Eray Tüzün

SE
3papers
Novelty37%
AI Score38

3 Papers

SEMar 26
LACY: Simulating Expert Mentoring for Software Onboarding with Code Tours

Zeynep Begüm Kara, Aytekin İsmail, Ece Ateş et al.

Every software organization faces the onboarding challenge: helping newcomers navigate complex codebases, compensate for insufficient documentation, and comprehend code they did not author. Expert walkthroughs are among the most effective forms of support, yet they are expensive, repetitive, and do not scale. We present Lacy, a hybrid human-AI onboarding system that captures expert mentoring in reusable code tours-to our knowledge, the first hybrid approach combining AI-generated content with expert curation in code tours. Our design is grounded in requirements derived from 20+ meetings, surveys, and interviews across a year-long industry partnership with Beko. Supporting features include Voice-to-Tour capture, comprehension quizzes, podcasts, and a dashboard. We deployed Lacy on Beko's production environment and conducted a controlled study on a legacy finance system (30K+ LOC). Learners using expert-guided tours achieved 83% quiz scores versus 57% for AI-only tours, preferred tours over traditional self-study, and reported they would need fewer expert consultations. Experts found tour creation less burdensome than live walkthroughs. Beko has since adopted Lacy for organizational onboarding, and we release our code and study instruments as a replication package.

SEMar 26
Factors Influencing the Quality of AI-Generated Code: A Synthesis of Empirical Evidence

Vehid Geruslu, Zulfiyya Aliyeva, Eray Tüzün

Context: The rapid adoption of AI-assisted code generation tools, such as large language models (LLMs), is transforming software development practices. While these tools promise significant productivity gains, concerns regarding the quality, reliability, and security of AI-generated code are increasingly reported in both academia and industry. --Objective: This study aims to systematically synthesize existing empirical evidence on the factors influencing the quality of AI-generated source code and to analyze how these factors impact software quality outcomes across different evaluation contexts. --Method: We conducted a systematic literature review (SLR) following established guidelines, supported by an AI-assisted workflow with human oversight. A total of 24 primary studies were selected through a structured search and screening process across major digital libraries. Data were extracted and analyzed using qualitative, pattern-based evidence synthesis. --Results: The findings reveal that code quality in AI-assisted development is influenced by a combination of human factors, AI system characteristics, and human AI interaction dynamics. Key influencing factors include prompt design, task specification, and developer expertise. The results also show variability in quality outcomes such as correctness, security, maintainability, and complexity across studies, with both improvements and risks reported. --Conclusion: AI-assisted code generation represents a socio-technical shift in software engineering, where achieving high-quality outcomes depends on both technological and human factors. While promising, AI-generated code requires careful validation and integration into development workflows.

SEApr 1
SERSEM: Selective Entropy-Weighted Scoring for Membership Inference in Code Language Models

Kıvanç Kuzey Dikici, Serdar Kara, Semih Çağlar et al.

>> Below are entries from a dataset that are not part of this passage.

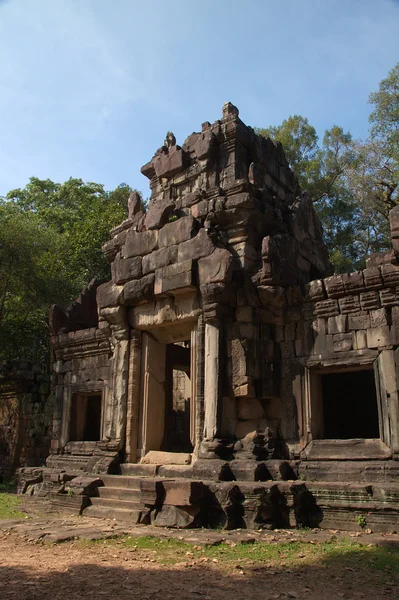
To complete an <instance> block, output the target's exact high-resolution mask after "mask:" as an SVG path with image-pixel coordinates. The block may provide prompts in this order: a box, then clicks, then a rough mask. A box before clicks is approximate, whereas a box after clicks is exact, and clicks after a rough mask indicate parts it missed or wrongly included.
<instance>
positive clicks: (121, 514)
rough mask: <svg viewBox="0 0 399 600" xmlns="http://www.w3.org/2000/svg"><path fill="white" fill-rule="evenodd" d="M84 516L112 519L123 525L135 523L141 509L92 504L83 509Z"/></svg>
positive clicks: (139, 514) (136, 520) (136, 521)
mask: <svg viewBox="0 0 399 600" xmlns="http://www.w3.org/2000/svg"><path fill="white" fill-rule="evenodd" d="M83 514H84V515H85V516H86V517H96V518H99V519H113V520H115V521H117V522H118V523H122V524H124V525H136V524H137V523H138V522H139V520H140V517H141V510H138V509H133V510H131V509H127V508H115V506H114V508H110V507H106V506H97V505H94V504H92V505H91V506H88V507H87V508H85V510H84V511H83Z"/></svg>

As Large Language Models (LLMs) for code increasingly utilize massive, often non-permissively licensed datasets, evaluating data contamination through Membership Inference Attacks (MIAs) has become critical. We propose SERSEM (Selective Entropy-Weighted Scoring for Membership Inference), a novel white-box attack framework that suppresses uninformative syntactical boilerplate to amplify specific memorization signals. SERSEM utilizes a dual-signal methodology: first, a continuous character-level weight mask is derived through static Abstract Syntax Tree (AST) analysis, spellchecking-based multilingual logic detection, and offline linting. Second, these heuristic weights are used to pool internal transformer activations and calibrate token-level Z-scores from the output logits. Evaluated on a 25,000-sample balanced dataset, SERSEM achieves a global AUC-ROC of 0.7913 on the StarCoder2-3B model and 0.7867 on the StarCoder2-7B model, consistently outperforming the implemented probability-based baselines Loss, Min-K% Prob, and PAC. Our findings demonstrate that focusing on human-centric coding anomalies provides a significantly more robust indicator of verbatim memorization than sequence-level probability averages.